Did a RAT on Friday and it came up as positive instantly – no waiting for 20 minutes, no sir !

Its source ? – no idea.

A short essay entitled “On Affection|Love”

It was, I’m fairly sure, only a couple of days ago that I suddenly understood what’s been hovering over me for longer than I can point to; a kind of mysterious miasma of .. something.

Out of nowhere it came to me that I’m absolutely starved of affection, let alone love.

I’m not a person others can easily feel affection for, I think; they like me, and they can even be happy to see, hear or read me. But I do tend to alarm people – in a friendly kind of way – and while I may amuse them, they’re probably somewhat relieved when I leave (or finish).

It’s a grim situation for an ancient, especially for one who is entirely alone – and MOST especially for one who was loved absolutely and unquestioningly for 31 years by the husband she considered as others might god.

Why did I never realize this frightful lack before now ?!

I do have an answer for that question: it’s because I recently came across a person whose brain is admirable, whose ethics ditto, who’s responsible and even occasionally reliable, and who tells me “don’t overestimate my intellect lest I fall short of your expectations”. This combination writes an irresistible siren song for me so that I have, being me, immediately handed over my wrinkled old heart in hope of not having it returned in disgust: it is a young person, after all .. and how much more alarming must I be to one such ?!

There are three women in my life who I can call dear friends; but the one from longest ago is in Sydney, one (the next longest) in Brisbane and the most recent in Geelong.

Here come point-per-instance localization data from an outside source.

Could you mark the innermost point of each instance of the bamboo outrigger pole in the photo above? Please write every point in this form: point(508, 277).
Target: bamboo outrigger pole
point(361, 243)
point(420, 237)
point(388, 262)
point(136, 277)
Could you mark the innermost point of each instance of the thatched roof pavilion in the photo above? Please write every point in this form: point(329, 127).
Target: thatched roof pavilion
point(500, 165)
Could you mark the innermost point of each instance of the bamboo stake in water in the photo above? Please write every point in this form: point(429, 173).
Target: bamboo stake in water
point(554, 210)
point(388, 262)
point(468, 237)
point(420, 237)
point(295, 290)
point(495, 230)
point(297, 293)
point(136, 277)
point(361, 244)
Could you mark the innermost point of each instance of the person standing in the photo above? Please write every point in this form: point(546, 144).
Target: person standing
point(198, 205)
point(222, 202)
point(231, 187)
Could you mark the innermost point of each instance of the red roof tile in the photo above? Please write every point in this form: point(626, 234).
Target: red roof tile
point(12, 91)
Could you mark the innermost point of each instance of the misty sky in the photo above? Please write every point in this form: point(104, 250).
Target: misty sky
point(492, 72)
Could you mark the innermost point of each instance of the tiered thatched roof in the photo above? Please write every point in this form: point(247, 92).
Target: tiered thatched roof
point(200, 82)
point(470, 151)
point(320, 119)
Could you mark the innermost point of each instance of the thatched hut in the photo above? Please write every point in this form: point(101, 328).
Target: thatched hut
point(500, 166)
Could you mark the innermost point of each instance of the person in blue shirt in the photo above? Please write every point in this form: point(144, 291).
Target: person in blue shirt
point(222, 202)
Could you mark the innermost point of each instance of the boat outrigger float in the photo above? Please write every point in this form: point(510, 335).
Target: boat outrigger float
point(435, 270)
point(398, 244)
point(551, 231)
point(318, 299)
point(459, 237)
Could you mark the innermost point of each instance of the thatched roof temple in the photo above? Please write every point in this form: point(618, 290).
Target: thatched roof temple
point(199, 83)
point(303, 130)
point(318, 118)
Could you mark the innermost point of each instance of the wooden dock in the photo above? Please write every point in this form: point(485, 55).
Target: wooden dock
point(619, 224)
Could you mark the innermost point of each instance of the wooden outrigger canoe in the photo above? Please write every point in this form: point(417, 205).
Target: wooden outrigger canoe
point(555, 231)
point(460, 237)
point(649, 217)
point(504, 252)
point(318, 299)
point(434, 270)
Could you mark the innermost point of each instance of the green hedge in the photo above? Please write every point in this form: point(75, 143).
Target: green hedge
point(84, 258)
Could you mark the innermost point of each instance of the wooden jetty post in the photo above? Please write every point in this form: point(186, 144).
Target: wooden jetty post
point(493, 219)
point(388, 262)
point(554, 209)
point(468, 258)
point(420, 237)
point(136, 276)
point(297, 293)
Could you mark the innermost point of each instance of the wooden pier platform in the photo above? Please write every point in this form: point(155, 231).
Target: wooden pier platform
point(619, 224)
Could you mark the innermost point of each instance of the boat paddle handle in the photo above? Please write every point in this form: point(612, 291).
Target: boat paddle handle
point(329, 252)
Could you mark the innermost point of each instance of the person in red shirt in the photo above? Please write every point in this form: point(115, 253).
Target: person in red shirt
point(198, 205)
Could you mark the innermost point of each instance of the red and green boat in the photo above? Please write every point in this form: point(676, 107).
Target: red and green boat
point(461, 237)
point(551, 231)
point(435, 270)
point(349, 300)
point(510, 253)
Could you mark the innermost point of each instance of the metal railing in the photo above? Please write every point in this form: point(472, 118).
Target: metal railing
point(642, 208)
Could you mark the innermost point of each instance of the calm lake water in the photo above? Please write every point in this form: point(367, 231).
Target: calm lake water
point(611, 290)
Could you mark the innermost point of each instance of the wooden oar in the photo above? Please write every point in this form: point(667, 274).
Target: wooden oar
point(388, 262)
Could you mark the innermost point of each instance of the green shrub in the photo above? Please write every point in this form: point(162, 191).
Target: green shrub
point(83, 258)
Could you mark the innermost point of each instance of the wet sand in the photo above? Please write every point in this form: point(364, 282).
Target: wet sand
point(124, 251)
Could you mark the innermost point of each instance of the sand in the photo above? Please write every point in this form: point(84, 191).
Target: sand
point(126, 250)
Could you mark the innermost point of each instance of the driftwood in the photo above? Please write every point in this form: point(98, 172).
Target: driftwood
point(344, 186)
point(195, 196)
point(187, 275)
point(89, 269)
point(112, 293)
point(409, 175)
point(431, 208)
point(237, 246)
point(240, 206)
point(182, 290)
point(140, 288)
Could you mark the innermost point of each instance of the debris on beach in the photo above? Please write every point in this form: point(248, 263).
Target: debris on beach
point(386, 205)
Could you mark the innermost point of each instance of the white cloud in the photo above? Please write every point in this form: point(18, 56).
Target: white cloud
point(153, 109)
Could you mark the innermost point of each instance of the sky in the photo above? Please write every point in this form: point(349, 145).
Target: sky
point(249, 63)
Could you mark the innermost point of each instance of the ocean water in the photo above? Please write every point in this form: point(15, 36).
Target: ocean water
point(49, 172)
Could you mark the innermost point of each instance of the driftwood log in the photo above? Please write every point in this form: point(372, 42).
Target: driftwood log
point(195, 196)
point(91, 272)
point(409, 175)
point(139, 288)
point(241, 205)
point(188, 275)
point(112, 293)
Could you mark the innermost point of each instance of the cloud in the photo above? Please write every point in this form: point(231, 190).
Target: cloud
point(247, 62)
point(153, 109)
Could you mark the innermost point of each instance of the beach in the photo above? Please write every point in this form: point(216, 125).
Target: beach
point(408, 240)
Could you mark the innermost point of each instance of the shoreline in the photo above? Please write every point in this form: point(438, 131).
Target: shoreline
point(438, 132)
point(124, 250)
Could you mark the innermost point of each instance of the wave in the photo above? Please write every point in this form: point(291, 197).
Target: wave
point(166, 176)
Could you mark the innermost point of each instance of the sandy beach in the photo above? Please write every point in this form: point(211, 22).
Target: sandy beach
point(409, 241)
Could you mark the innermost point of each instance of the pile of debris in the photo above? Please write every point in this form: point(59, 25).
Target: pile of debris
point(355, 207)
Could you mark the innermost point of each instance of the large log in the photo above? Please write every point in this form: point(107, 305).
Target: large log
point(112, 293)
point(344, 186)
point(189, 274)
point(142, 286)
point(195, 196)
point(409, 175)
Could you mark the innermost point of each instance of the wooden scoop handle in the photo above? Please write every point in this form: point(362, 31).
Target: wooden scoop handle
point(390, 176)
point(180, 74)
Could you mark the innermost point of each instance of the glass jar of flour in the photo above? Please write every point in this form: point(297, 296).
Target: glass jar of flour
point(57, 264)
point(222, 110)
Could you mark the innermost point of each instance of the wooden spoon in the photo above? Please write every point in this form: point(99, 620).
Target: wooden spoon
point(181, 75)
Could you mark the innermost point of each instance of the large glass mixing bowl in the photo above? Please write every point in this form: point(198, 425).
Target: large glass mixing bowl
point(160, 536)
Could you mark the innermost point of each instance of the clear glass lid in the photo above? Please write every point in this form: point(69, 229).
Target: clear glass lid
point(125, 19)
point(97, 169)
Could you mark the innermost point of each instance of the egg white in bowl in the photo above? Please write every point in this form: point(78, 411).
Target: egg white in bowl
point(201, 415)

I have a dear male friend, also living in Geelong, from years and years back, and another man who was once my boss in Melbourne but who now lives in Perth. All have full lives, unlike me. All are people I would be deeply unhappy not to have as friends, even at those distances. I love them greatly. Who knows ? – maybe they love me. But I can’t hug them and give them loud kisses on their dear faces and clutch their hands.

Was I ever this demonstrative when I spent time in their company ?

Probably not.

Would I be so were they to haul up over the horizon tomorrow ? – definitely !   :)

I also have three family members left: an older sister who was living in Paris but is now disruptively back in Oz, a younger sister who lives in Tasmania and a nephew who lives in Perth (my home town). With the eldest I never developed a meaningful relationship; I and my younger sister were once very alike in temperament but she is ageing gracefully; I love my nephew very much, but I never see him.

So you see my problem with regard to this so much younger person: there’s possibly nothing more I would like to do than demonstrate my regard in the timeless manner I described above. It wouldn’t be anything more than me saying “I think you’re ACE !” in the same way as I would my extant dear friends; but it would bring on a panic attack.    :(

And were I not so badly in need of some utterly harmless demonstration of affection returned, it might never have occurred to me to even think how delightful my display would be — to me ..

Sighh .. What a silly old fart I am.